But U.S. officials pointedly have not condemned a decision by Saudi Arabia and other neighbors to send tanks and troops into Bahrain, or Bahrain’s subsequent declaration of a state of emergency. In television interviews with CNN and CBS, Clinton said the intervening countries were merely “on the wrong track” and urged Bahrain’s rulers and the demonstrators to resume negotiations — a prospect that seemed highly remote as the crisis escalated.
The disparate reactions underscore the Obama administration’s reluctance to take a hard line with the Gulf monarchies, historically among the United States’ most steadfast allies in the Arab world. While the administration ultimately decided that the Washington-friendly presidents who ruled Egypt and Tunisia were expendable, analysts say, it appears to have concluded that it needs the kings to stay on their thrones, even if that means the silencing of those seeking freedom.
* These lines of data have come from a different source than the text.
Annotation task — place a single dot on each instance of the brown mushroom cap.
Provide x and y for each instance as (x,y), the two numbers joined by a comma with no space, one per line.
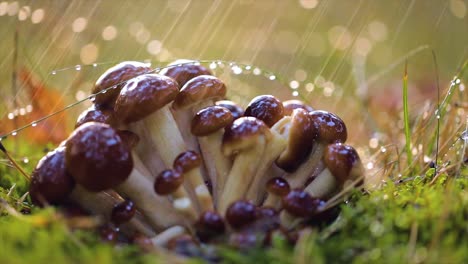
(300,204)
(97,158)
(184,70)
(235,109)
(240,213)
(200,88)
(290,105)
(330,128)
(242,134)
(115,76)
(210,120)
(343,162)
(97,114)
(144,95)
(187,161)
(266,108)
(123,212)
(167,182)
(301,138)
(278,186)
(50,182)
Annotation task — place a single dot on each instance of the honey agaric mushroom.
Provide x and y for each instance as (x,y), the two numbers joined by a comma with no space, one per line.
(96,114)
(208,125)
(188,164)
(169,182)
(240,213)
(235,109)
(277,188)
(266,108)
(98,159)
(114,79)
(196,94)
(342,167)
(52,184)
(246,140)
(290,105)
(330,128)
(184,70)
(143,104)
(297,205)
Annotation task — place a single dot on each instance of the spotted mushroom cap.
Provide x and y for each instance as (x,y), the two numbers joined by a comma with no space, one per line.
(330,128)
(343,162)
(97,158)
(187,161)
(300,204)
(243,133)
(50,181)
(266,108)
(116,75)
(184,70)
(236,110)
(198,89)
(278,186)
(290,105)
(301,138)
(167,182)
(97,114)
(143,96)
(210,120)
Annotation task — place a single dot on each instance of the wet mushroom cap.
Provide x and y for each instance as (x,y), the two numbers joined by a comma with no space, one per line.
(235,109)
(330,128)
(96,114)
(116,76)
(290,105)
(167,182)
(97,158)
(200,88)
(240,213)
(341,160)
(123,212)
(266,108)
(50,182)
(187,161)
(300,204)
(144,95)
(210,120)
(301,138)
(278,186)
(184,70)
(243,133)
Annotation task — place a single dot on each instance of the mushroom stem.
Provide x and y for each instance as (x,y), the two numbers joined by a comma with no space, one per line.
(240,177)
(101,203)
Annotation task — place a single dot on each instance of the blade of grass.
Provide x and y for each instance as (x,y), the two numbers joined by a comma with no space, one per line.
(406,117)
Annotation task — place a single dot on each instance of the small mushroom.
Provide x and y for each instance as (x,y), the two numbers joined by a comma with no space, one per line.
(143,104)
(114,79)
(290,105)
(184,70)
(266,108)
(208,125)
(245,140)
(330,128)
(196,94)
(170,182)
(188,164)
(236,110)
(98,160)
(277,188)
(297,205)
(342,167)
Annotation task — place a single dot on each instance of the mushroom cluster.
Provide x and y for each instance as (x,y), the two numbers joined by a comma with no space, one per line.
(169,162)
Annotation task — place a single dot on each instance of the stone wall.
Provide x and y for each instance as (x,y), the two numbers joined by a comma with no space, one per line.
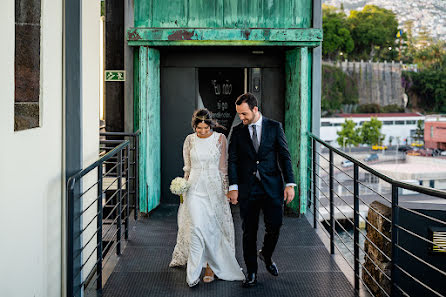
(376,215)
(378,83)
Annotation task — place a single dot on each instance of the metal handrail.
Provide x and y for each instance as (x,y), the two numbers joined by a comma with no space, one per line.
(396,263)
(400,184)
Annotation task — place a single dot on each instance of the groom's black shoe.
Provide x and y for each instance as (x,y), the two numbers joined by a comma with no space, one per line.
(250,280)
(269,264)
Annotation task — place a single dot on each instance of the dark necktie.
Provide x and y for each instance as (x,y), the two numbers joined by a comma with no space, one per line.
(255,140)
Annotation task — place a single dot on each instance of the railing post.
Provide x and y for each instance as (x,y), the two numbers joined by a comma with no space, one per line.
(395,222)
(127,189)
(70,239)
(99,227)
(356,223)
(314,185)
(119,188)
(332,222)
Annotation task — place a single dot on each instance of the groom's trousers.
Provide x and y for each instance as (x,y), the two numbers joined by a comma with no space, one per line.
(249,211)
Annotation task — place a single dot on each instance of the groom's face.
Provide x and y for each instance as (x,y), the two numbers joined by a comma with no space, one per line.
(246,114)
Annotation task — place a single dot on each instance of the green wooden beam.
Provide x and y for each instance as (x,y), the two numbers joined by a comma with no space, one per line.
(310,44)
(176,36)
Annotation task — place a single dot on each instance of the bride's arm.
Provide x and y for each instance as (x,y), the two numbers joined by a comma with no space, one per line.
(223,166)
(186,157)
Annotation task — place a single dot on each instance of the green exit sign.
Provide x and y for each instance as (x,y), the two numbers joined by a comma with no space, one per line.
(114,75)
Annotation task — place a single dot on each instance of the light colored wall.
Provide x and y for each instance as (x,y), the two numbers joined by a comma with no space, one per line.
(31,168)
(31,171)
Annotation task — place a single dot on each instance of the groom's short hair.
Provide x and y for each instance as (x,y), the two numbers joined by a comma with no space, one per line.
(247,98)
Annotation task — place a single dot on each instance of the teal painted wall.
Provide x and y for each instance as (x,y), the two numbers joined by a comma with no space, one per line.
(149,125)
(223,13)
(297,118)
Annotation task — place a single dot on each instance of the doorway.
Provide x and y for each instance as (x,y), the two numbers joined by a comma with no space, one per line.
(212,80)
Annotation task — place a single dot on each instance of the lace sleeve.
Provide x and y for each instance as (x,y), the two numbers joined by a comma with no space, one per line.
(223,165)
(186,157)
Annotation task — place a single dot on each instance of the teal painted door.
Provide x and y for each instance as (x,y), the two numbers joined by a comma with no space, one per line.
(149,124)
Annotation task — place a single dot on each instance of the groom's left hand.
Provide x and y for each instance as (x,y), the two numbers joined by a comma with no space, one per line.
(288,194)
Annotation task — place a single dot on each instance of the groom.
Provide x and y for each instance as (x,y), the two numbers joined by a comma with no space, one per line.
(256,149)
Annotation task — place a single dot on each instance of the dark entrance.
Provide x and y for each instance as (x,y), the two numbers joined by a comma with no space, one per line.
(192,79)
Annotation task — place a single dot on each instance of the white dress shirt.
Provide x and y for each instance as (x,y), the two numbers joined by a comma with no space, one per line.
(258,127)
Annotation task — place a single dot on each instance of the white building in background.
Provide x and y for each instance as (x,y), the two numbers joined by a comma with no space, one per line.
(401,125)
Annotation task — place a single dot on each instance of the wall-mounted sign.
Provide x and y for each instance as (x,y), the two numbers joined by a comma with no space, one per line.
(219,88)
(114,75)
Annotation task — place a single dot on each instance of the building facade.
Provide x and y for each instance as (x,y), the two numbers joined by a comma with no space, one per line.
(435,132)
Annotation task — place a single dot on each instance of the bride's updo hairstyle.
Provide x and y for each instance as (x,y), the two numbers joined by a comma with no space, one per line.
(203,116)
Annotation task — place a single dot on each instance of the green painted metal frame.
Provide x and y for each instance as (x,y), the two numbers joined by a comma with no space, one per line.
(149,124)
(298,117)
(224,37)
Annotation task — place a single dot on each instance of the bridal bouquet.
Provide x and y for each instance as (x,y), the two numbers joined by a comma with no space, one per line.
(179,186)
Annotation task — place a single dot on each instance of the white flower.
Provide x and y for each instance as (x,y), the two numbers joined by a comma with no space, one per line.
(179,186)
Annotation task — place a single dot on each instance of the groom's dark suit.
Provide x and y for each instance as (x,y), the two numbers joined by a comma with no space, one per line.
(254,194)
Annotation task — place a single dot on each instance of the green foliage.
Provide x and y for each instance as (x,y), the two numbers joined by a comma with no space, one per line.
(348,135)
(338,88)
(337,38)
(370,132)
(391,108)
(374,30)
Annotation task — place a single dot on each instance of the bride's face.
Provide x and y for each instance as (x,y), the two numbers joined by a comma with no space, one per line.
(203,129)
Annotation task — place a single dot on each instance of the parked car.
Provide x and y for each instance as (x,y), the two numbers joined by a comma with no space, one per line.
(379,147)
(404,148)
(371,157)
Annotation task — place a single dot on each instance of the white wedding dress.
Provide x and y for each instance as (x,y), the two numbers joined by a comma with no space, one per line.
(205,225)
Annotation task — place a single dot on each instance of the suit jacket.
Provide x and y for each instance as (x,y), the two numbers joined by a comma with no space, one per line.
(272,160)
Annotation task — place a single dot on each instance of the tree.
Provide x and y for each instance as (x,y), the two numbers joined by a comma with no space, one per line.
(370,132)
(373,29)
(337,38)
(348,135)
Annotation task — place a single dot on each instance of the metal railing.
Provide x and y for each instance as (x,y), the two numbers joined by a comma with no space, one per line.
(108,144)
(402,255)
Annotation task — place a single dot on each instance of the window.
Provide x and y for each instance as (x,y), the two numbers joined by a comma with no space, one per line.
(27,64)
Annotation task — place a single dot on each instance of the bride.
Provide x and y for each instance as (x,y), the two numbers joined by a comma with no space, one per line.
(205,227)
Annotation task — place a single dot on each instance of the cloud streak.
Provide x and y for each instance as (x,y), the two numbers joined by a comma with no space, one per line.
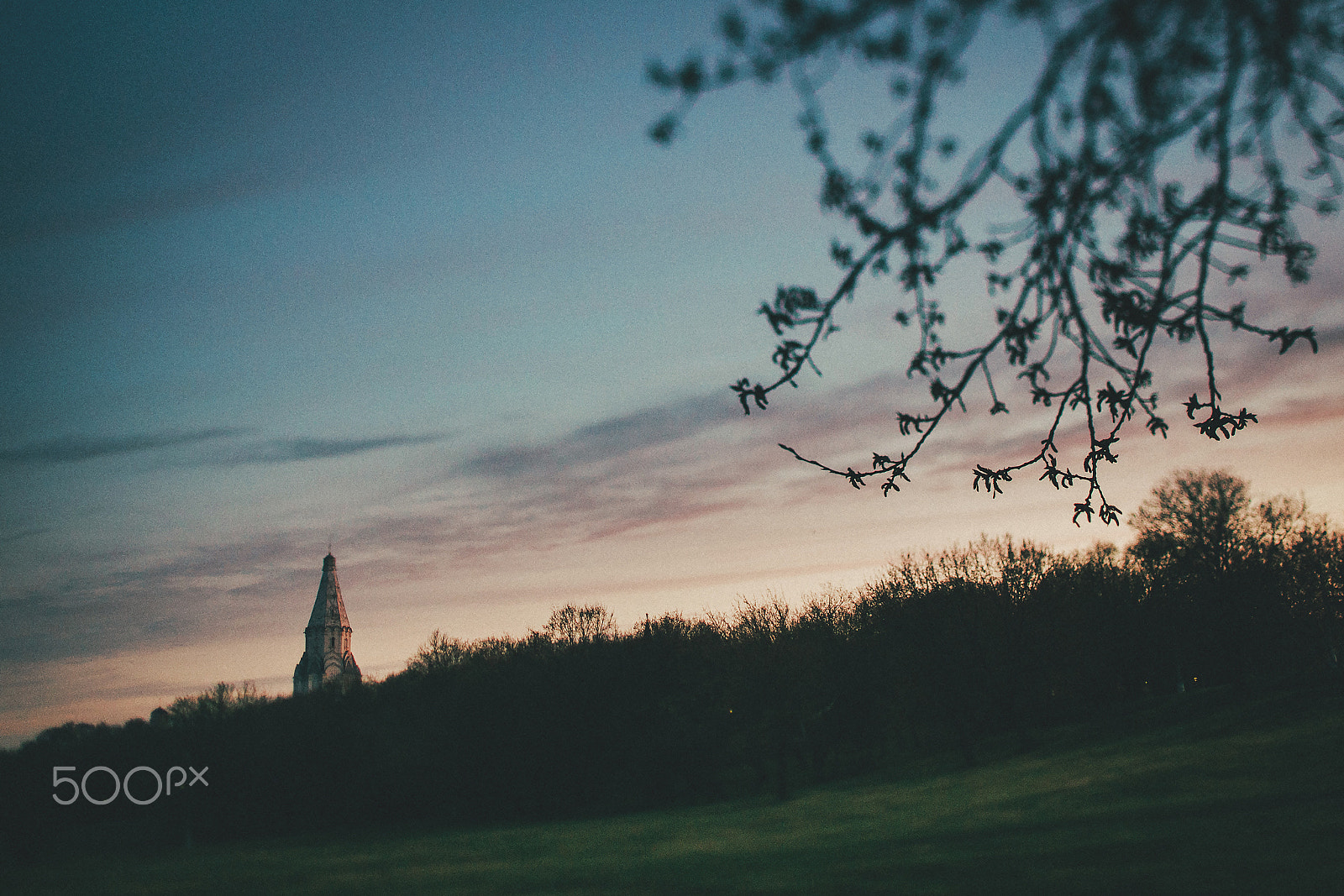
(74,449)
(312,449)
“We’re seeing what U.S. policy really is about now. It’s not about democracy, it’s not about regime change,” said Shadi Hamid, director of the Brookings Doha Center, a Qatar-based branch of the Washington think tank. “When we’re talking about the Gulf, it’s a whole different ballgame. The U.S. wants these regimes to reform and to see some changes, but it does not want to see them fall.”
Bahrain is a tiny archipelago of only 1.2 million people, but for decades it has served as the home of the U.S. Navy’s Fifth Fleet. The ruling family has also functioned as a Sunni Muslim bulwark against Iranian influence in the Gulf; U.S. and Saudi officials fear that could change if the Bahraini monarchy is overthrown by demonstrators, who, like Iranians, are predominantly Shiites.
Critics have accused the Obama administration of treading gingerly with the House of Saud for similar reasons. In addition to its resolutely anti-Iranian stance on most issues, Saudi Arabia is one of the world’s biggest exporters of oil.
Elsewhere, U.S. officials have recently offered fulsome praise for the kings of Morocco and Jordan, two key allies on counter-terrorism. The Obama administration has also continued to embrace the sultan of Oman and oil-rich emirs in the Gulf. While those monarchies have seen some public protests, demonstrations have been generally reserved.
U.S. officials and analysts said the Obama administration doesn’t put Arab monarchs in a different category than other Arab rulers, but instead makes an independent assessment of U.S. interests in each country. They noted that Washington is afraid of what might follow if Yemenis toppled President Ali Abdullah Saleh — another ally on counter-terrorism — but would cheer if protesters turned up the heat on Syrian President Bashar al-Assad, a longtime nemesis.